Grouping and Reduction

Grouping and reducing operations using aggregations can be extremely powerful.

What Is a Group

A group is simply a group of like records in Redis.

e.g.

{
    "Name":"Susan",
    "Department":"Sales",
    "Sales":600000
}

{
    "Name":"Tom",
    "Department":"Sales",
    "Sales":500000
}

If grouped together by Department would be one group. When grouped by Name, they would be two groups.

Reductions

What makes groups so useful in Redis Aggregations is that you can run reductions on them to aggregate items within the group. For example, you can calculate summary statistics on numeric fields, retrieve random samples, distinct counts, approximate distinct counts of any aggregatable field in the set.

Using Groups and Reductions with Redis OM .NET

You can run reductions against an RedisAggregationSet either with or without a group. If you run a reduction without a group, the result of the reduction will materialize immediately as the desired type. If you run a reduction against a group, the results will materialize when they are enumerated.

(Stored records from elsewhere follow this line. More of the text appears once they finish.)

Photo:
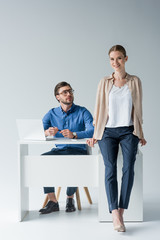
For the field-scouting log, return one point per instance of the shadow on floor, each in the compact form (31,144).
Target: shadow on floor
(151,210)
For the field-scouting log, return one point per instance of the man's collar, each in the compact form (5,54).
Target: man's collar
(70,110)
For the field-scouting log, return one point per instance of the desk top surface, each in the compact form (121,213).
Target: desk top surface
(55,141)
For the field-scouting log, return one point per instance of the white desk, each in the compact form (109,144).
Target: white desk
(53,170)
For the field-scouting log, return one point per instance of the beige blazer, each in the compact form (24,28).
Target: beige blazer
(102,100)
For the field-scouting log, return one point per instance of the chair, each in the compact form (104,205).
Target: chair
(77,197)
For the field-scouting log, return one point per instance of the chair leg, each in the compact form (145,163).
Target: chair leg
(88,195)
(78,199)
(45,201)
(58,193)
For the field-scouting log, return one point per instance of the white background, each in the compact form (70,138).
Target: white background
(45,42)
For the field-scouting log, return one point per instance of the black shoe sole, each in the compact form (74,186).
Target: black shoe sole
(71,210)
(55,210)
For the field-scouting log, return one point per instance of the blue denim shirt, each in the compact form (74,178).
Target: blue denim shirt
(77,119)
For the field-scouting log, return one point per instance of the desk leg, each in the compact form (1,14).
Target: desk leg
(23,207)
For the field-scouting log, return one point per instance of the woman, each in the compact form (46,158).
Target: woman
(118,120)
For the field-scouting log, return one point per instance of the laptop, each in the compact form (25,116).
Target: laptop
(31,129)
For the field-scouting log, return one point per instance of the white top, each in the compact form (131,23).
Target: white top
(120,107)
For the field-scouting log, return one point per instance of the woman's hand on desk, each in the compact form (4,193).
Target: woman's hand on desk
(51,131)
(91,142)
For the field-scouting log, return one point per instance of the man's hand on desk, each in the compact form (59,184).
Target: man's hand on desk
(67,133)
(91,142)
(51,131)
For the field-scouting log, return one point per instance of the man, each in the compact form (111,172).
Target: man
(69,121)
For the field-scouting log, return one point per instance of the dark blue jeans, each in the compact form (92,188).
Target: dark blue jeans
(68,151)
(109,145)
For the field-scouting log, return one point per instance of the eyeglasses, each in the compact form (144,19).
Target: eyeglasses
(65,92)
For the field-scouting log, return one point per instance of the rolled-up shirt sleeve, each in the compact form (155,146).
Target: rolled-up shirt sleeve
(88,123)
(46,121)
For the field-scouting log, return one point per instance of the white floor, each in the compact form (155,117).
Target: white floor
(78,225)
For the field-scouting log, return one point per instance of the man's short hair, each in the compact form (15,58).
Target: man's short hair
(59,85)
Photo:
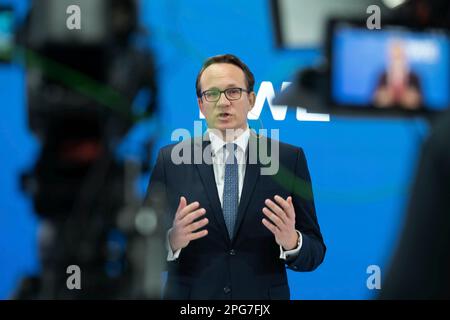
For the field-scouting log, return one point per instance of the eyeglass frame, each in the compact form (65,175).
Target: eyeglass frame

Reductions without a Group

If you wanted to calculate a reduction on all the records indexed by Redis in the collection, you would simply call the reduction on the RedisAggregationSet

var sumSales = employeeAggregations.Sum(x=>x.RecordShell.Sales);
Console.WriteLine($"The sum of sales for all employees was {sumSales}");

Reductions with a Group

If you want to build a group to run reductions on, e.g. you wanted to calculate the average sales in a department, you would use a GroupBy predicate to specify which field or fields to group by. If you want to group by 1 field, your lambda function for the group by will yield just the field you want to group by. If you want to group by multiple fields, new up an anonymous type in line:

var oneFieldGroup = employeeAggregations.GroupBy(x=>x.RecordShell.Department);

var multiFieldGroup = employeeAggregations.GroupBy(x=>new {x.RecordShell.Department, x.RecordShell.WorkLoc});

From here you can run reductions on your groups. To run a Reduction, execute a reduction function. When the collection materializes the AggregationResult<T> will have the reduction stored in a formatted string which is the PropertyName_COMMAND_POSTFIX, see supported operations table below for postfixes. If you wanted to calculate the sum of the sales of all the departments you could:

var departments = employeeAggregations.GroupBy(x=>x.RecordShell.Department).Sum(x=>x.RecordShell.Sales);
foreach(var department in departments)
{
    Console.WriteLine($"The {department[nameof(Employee.Department)]} department sold {department["Sales_SUM"]}");
}

Command Name	Command Postfix	Description
Count	COUNT	number of records meeting the query, or in the group
CountDistinct	COUNT_DISTINCT	Counts the distinct occurrences of a given property in a group
CountDistinctish	COUNT_DISTINCTISH	Provides an approximate count of distinct occurrences of a given property in each group - less expensive computationally but does have a small 3% error rate
Sum	SUM	The sum of all occurrences of the provided field in each group	b
Min	MIN	Minimum occurrence for the provided field in each group
Max	MAX	Maximum occurrence for the provided field in each group
Average	Avg	Arithmetic mean of all the occurrences for the provided field in a group
StandardDeviation	STDDEV	Standard deviation from the arithmetic mean of all the occurrences for the provided field in each group
Quantile	QUANTLE	The value of a record at the provided quantile for a field in each group, e.g., the Median of the field would be sitting at quantile .5
Distinct	TOLIST	Enumerates all the distinct values of a given field in each group
FirstValue	FIRST_VALUE	Retrieves the first occurrence of a given field in each group
RandomSample	RANDOM_SAMPLE_{NumRecords}	Random sample of the given field in each group

Closing Groups

When you invoke a GroupBy the type of return type changes from RedisAggregationSet to a GroupedAggregationSet. In some instances you may need to close a group out and use its results further down the pipeline. To do this, all you need to do is call CloseGroup on the GroupedAggregationSet - that will end the group predicates and allow you to use the results further down the pipeline.